Herşeyden önce Bayrak’ın bu kadar altını nereden bulduğunu anlamak güç. Babasının bu serveti ticaret yaparak kazandığını söylüyor ancak 2 milyar tutarında tam 6 ton altından bahsediyoruz. Pek de çalışarak kazanılacak bir paraya benzemiyor. Altınları bulunduğu İsviçre Bankası Credit Suisse’nin basın sözcüsü Monica Sasha konu ile ilgili “Uzun süreden beri süren bir sorun var. Biraz hileli bir durum var. Daha fazla bilgi veremem” açıklamasını yapıyor.
Önce altınların kaçırılma hikayesine gidelim. Sait Ali Bayrak’ın babası Hasan Ali Bayrak, askerin 12 Eylül’de darbe yapacağını önceden öğrenmiş ve altınlarını yurt dışına kaçırmaya karar vermiştir. Arkadaşı ile birlikte 6 ton altını İsviçre’ye yatıran Hasan Ali Bayrak, askerin yaptığı darbeden de etkilenmemiştir. Çünkü birçok aileye ucu dokunan darbe sonrası askerler Hasan Ali Bayrak’a ilginç bir şekilde dokunmamıştır.
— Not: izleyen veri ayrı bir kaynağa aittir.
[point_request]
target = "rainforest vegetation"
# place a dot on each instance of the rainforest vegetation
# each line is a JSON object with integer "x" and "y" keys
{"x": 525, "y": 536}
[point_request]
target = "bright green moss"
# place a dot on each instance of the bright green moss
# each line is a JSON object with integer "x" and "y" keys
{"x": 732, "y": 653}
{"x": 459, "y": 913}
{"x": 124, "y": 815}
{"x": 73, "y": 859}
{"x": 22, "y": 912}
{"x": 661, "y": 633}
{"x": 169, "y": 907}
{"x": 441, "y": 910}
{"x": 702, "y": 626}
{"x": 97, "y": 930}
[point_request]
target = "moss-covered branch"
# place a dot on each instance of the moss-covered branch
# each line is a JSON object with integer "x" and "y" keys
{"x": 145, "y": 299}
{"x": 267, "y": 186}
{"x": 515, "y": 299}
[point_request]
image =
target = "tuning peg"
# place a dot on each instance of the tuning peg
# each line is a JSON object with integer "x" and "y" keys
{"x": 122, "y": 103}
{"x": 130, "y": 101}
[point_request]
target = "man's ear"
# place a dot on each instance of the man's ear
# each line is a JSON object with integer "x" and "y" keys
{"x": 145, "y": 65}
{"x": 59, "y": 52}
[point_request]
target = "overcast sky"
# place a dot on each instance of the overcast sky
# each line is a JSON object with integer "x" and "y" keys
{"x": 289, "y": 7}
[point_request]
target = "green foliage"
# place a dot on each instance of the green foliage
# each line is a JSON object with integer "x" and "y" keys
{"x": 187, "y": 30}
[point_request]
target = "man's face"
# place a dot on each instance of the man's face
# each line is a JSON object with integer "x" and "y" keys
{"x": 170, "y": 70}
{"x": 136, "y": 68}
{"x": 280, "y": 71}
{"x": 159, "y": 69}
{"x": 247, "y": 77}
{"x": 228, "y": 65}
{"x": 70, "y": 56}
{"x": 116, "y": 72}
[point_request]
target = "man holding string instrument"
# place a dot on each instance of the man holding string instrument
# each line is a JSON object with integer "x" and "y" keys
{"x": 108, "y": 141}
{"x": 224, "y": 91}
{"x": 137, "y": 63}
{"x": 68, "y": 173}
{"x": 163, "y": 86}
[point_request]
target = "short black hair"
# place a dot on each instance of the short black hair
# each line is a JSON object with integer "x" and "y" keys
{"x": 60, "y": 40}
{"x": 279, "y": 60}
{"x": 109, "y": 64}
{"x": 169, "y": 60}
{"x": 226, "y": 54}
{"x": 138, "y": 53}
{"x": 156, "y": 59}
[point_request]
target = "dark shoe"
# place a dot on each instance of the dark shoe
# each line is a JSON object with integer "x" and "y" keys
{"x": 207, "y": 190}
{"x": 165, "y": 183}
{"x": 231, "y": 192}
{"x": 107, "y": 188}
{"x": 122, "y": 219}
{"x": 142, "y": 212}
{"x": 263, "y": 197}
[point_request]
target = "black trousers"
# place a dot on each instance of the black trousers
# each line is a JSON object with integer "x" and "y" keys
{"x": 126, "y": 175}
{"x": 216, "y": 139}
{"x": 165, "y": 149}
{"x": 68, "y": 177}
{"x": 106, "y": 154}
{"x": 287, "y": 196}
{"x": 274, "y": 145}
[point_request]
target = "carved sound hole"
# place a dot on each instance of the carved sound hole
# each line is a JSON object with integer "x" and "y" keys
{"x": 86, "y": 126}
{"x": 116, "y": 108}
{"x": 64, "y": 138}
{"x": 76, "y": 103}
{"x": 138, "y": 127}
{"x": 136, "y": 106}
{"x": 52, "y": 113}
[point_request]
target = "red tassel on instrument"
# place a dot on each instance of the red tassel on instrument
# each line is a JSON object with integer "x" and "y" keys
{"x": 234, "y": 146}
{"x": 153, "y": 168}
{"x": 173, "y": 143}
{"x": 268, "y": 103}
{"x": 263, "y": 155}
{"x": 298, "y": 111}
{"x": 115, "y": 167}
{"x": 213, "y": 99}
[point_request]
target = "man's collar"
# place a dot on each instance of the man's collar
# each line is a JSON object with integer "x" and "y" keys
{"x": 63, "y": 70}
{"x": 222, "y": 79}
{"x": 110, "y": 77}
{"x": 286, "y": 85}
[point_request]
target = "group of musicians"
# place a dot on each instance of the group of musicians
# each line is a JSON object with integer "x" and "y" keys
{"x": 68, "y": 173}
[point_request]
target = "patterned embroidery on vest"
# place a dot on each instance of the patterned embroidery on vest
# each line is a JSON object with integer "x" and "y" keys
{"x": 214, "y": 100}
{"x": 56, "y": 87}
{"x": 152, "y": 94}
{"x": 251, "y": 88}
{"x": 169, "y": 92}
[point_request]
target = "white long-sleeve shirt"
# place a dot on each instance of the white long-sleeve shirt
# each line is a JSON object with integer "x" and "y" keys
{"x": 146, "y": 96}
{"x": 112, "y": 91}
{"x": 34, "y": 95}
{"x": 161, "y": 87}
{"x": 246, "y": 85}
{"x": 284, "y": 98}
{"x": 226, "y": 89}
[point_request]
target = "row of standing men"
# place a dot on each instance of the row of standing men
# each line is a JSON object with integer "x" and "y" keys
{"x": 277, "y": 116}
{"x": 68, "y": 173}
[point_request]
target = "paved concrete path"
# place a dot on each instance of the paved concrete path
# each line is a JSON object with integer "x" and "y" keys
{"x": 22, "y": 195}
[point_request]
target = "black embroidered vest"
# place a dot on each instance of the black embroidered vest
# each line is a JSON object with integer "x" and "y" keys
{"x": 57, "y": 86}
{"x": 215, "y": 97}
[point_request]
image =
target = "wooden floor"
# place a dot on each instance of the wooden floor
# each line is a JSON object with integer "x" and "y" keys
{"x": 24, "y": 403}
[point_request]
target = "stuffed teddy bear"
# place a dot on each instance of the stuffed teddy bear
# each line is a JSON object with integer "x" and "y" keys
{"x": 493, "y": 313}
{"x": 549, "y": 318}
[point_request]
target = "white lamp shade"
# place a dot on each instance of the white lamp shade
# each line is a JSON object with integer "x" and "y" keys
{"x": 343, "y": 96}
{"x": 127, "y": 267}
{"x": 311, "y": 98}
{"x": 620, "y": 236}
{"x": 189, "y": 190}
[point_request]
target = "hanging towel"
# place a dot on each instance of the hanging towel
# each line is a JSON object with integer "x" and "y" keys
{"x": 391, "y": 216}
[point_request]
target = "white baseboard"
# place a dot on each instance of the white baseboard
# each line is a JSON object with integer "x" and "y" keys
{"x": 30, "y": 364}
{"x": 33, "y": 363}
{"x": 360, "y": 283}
Sait Ali Bayrak’ın ilginç hikayesini araştırırken bir bilgiye daha ulaştık. Bayrak, AKP hükümetinin başlattığı Kürt açılımında “Barış elçisi” olarak görevlendirilmiş. Bayrak, Aksiyon dergisine yaptığı açıklamada PKK ile Norveç’in başkenti Oslo’da görüşmelere başlanacağını söylüyor. Bayrak’ın bu açıklamayı 2009 yılında yapması enteresan.
Bu durumda gizli olduğu söylenen ve medyaya sızan MİT-PKK görüşmelerinin aslında 2009 yılında bilindiği ortaya çıkıyor. Açıklamanın Gülen Hareketi’ne yakın Feza Yayıncılık’a ait Aksiyon dergisine yapılması da ilginç. Bu bilgiler ışığında anlaşılıyor ki ses kaydı sızdırılmadan iki yıl önce görüşmelerin ayrıntıları zaten biliniyormuş.
PKK ile görüşmelerde Barış Elçiliği, Oslo, 6 ton altın, hileli durum, 12 Eylül, Aksiyon dergisi, Fettullah Gülen… Bu hikaye adeta tek sonucu olan çok bilinmeyenli bir denklemi andırıyor.